Now run the below query. Please note that now we are only selecting the ID column
SET STATISTICS IO ON -- Will display the number of logical and physical reads
SELECT ID FROM
TEST1 WHERE ID=5
Number of Logical reads: 3
Execution Plan:
Index
seek with no look-up operator. Here we need only ID and this NON-CLUSTERED INDEX
has information about this. So this does not required any look-up.
Resolving Lookups:
There are different
ways in which you can resolve these lookups which are as follows:
Using a Clustered
Index:
You can read about this on MSDN. But
just want to mention here that there may be situation where we have already
clustered index and we cannot change as it’s very critical.
Using a Covering
Index
Using a Covering
Index Using Include
Using an Index Join
You
can go through above methods to resolve lookups. I will post about same in
future post. For now in our example we will use INCLUDE columns in our NON-CLUSTERED
INDEX and then will see the plan for same:
DROP INDEX
[Index_id] ON [dbo].[TEST1]
WITH ( ONLINE = OFF )
GO
USE [NCI]
GO
CREATE NONCLUSTERED
INDEX [Index_id] ON
[dbo].[TEST1]
(
[ID] ASC
)
INCLUDE
( [NAME],
[AGE])
GO
Now
lets execute the first query and see number of logical read and the query plan
:
SET STATISTICS IO ON -- Will display the number of logical and physical reads
SELECT * FROM TEST1 WHERE ID=5
Number
of logical read is reduced to 3 from 6. It was a test environment, in
production these number will be so different.
Execution Plan:
So, this was the answer to my friend who was
asking "why my query is running slow although I’m having Non-Clustered index on
that table". This all was because of lookups.

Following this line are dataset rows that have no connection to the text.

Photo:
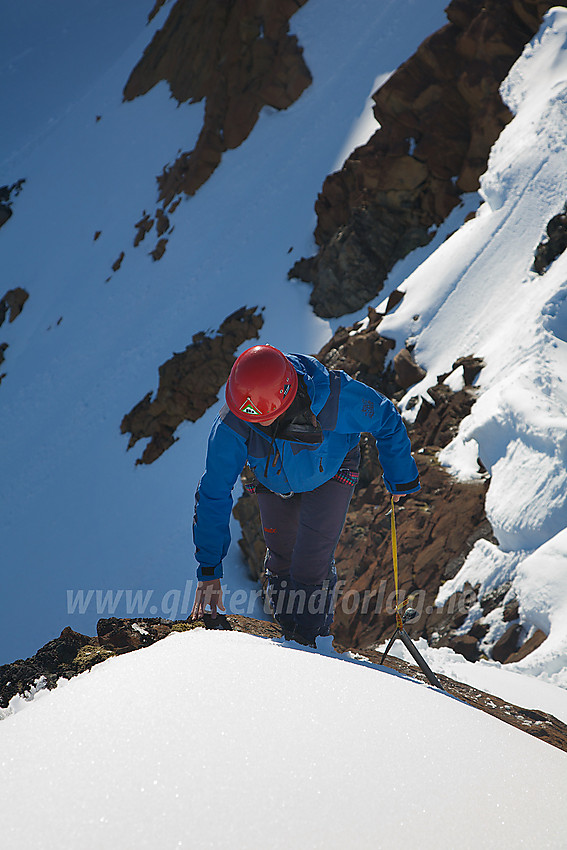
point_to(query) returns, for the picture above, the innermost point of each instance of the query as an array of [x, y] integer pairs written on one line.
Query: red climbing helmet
[[262, 384]]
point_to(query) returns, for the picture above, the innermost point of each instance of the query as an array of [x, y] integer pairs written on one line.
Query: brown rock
[[13, 303], [5, 214], [407, 370], [528, 646], [118, 262], [440, 113], [159, 250], [239, 56], [437, 527], [188, 384], [507, 644]]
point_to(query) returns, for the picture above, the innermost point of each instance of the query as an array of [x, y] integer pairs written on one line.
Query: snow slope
[[477, 295], [75, 513], [219, 739]]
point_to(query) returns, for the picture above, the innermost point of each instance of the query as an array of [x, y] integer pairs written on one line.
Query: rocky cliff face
[[238, 57], [189, 383], [440, 113], [437, 527]]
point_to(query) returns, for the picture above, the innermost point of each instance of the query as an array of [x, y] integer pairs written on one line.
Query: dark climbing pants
[[302, 532]]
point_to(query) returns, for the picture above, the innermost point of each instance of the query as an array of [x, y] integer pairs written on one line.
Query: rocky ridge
[[189, 383], [437, 527], [238, 57], [73, 653], [440, 113]]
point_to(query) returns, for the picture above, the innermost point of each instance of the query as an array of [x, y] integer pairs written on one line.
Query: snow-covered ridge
[[220, 739], [477, 295]]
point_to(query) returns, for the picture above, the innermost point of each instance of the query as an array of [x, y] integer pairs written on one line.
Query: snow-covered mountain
[[218, 738]]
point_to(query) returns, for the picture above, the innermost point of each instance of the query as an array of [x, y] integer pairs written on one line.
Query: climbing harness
[[408, 616]]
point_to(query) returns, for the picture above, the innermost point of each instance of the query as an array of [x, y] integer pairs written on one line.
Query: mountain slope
[[219, 738]]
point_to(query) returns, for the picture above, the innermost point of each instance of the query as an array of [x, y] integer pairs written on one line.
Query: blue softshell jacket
[[344, 407]]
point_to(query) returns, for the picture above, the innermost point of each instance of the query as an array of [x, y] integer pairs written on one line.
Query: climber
[[297, 425]]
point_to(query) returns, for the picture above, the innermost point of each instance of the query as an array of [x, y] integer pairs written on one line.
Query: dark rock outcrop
[[7, 195], [73, 653], [437, 527], [189, 384], [239, 57], [440, 113], [12, 303], [553, 245]]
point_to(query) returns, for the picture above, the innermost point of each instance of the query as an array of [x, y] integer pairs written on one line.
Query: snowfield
[[477, 295], [220, 739]]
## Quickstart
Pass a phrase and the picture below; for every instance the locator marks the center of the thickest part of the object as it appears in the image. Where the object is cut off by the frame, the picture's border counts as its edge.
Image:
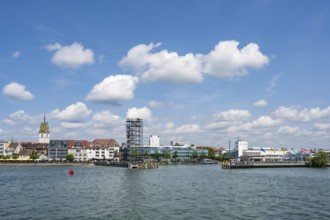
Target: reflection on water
(169, 192)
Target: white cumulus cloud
(71, 56)
(16, 54)
(73, 113)
(17, 91)
(322, 126)
(188, 128)
(106, 119)
(266, 121)
(163, 65)
(155, 104)
(228, 61)
(113, 88)
(143, 113)
(260, 103)
(296, 113)
(233, 115)
(225, 61)
(288, 130)
(19, 117)
(72, 125)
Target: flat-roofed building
(58, 149)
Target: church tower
(44, 133)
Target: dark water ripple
(172, 192)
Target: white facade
(241, 147)
(79, 154)
(44, 138)
(154, 141)
(44, 133)
(101, 153)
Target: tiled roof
(27, 152)
(105, 143)
(72, 144)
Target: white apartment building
(101, 149)
(154, 141)
(241, 147)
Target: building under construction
(134, 132)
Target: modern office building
(44, 132)
(134, 132)
(154, 141)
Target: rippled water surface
(169, 192)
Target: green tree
(69, 157)
(203, 155)
(320, 159)
(195, 154)
(34, 155)
(116, 154)
(14, 156)
(167, 154)
(211, 152)
(134, 153)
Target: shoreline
(44, 164)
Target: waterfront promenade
(264, 165)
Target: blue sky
(200, 72)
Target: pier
(262, 165)
(129, 165)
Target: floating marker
(71, 172)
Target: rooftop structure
(134, 132)
(44, 133)
(154, 141)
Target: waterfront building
(12, 148)
(101, 149)
(3, 146)
(39, 148)
(58, 149)
(79, 149)
(154, 141)
(134, 132)
(25, 154)
(240, 147)
(44, 132)
(180, 153)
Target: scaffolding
(134, 132)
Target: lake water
(169, 192)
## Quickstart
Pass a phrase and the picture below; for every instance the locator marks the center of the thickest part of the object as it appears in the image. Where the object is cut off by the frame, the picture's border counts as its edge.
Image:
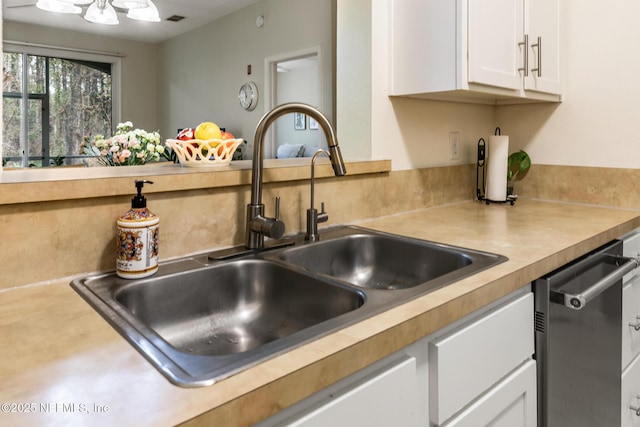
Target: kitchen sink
(199, 320)
(234, 307)
(379, 261)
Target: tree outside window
(66, 101)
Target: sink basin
(199, 321)
(377, 260)
(234, 307)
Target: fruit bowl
(204, 153)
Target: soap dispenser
(137, 239)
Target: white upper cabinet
(483, 51)
(542, 24)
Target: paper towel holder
(480, 171)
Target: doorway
(294, 77)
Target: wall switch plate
(454, 145)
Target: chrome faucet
(258, 225)
(313, 216)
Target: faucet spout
(257, 224)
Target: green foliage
(75, 103)
(517, 163)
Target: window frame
(81, 55)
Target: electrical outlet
(454, 145)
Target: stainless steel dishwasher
(578, 313)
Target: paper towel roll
(497, 155)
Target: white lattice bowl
(200, 153)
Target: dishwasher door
(578, 311)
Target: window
(53, 103)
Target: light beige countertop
(62, 364)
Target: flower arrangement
(128, 147)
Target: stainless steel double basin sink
(199, 321)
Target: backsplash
(580, 184)
(45, 241)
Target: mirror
(180, 82)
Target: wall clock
(248, 96)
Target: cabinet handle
(538, 69)
(636, 409)
(525, 55)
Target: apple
(186, 134)
(208, 130)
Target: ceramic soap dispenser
(137, 239)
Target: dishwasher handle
(577, 301)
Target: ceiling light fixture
(58, 6)
(147, 14)
(131, 4)
(102, 11)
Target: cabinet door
(631, 394)
(468, 361)
(511, 403)
(495, 27)
(387, 398)
(542, 23)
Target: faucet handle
(322, 216)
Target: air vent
(175, 18)
(540, 322)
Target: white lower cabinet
(386, 397)
(475, 372)
(510, 403)
(631, 394)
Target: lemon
(208, 130)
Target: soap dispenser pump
(137, 233)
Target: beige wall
(201, 71)
(598, 123)
(415, 133)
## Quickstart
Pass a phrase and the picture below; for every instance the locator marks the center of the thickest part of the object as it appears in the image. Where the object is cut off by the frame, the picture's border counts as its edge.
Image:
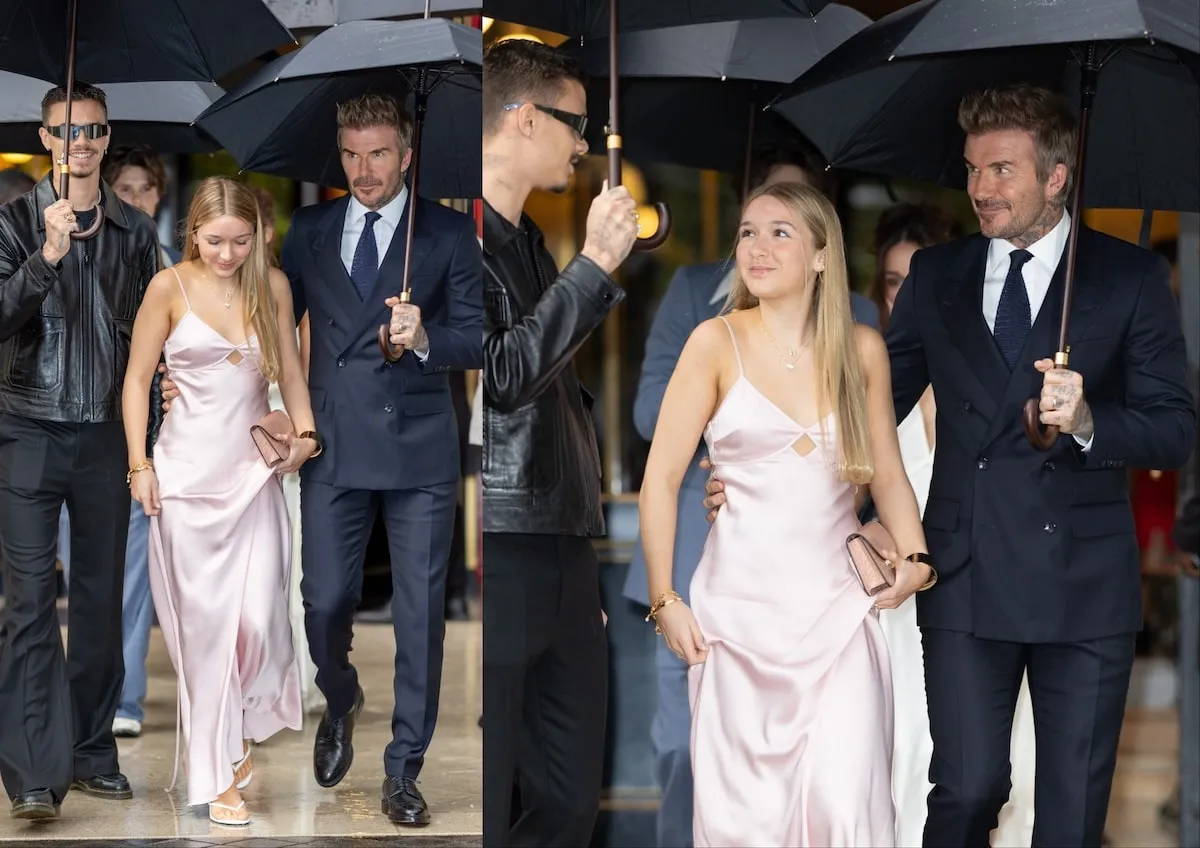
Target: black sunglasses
(576, 122)
(91, 131)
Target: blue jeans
(137, 607)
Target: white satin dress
(912, 746)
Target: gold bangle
(924, 559)
(145, 465)
(657, 607)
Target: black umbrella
(714, 79)
(881, 106)
(591, 19)
(283, 120)
(369, 10)
(129, 41)
(322, 13)
(607, 18)
(155, 114)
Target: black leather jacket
(541, 464)
(65, 330)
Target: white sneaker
(126, 728)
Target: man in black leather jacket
(545, 654)
(66, 316)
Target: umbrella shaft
(65, 162)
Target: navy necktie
(366, 258)
(1013, 316)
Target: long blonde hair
(220, 196)
(840, 382)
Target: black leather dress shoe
(35, 804)
(402, 803)
(333, 752)
(114, 787)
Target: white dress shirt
(1037, 272)
(384, 230)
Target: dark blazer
(385, 426)
(1186, 533)
(1039, 546)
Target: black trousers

The lookup step associated with a non-clustered index can make data
retrieval through a non-clustered index very costly. The SQL Server optimizer
takes this into account when generating an execution plan, and if it finds the
overhead cost of using a non-clustered index to be very high, it discards the index
and performs a table scan (or a clustered index scan if the table is stored as
a clustered index).
Therefore,
to improve the effectiveness of a non-clustered index, it makes sense to
analyze the cause of a lookup and consider whether you can avoid it completely
by adding fields to the index key or to the INCLUDE column (or index join) and
creating a covering index.
Thanks For Reading This Blog Post!!!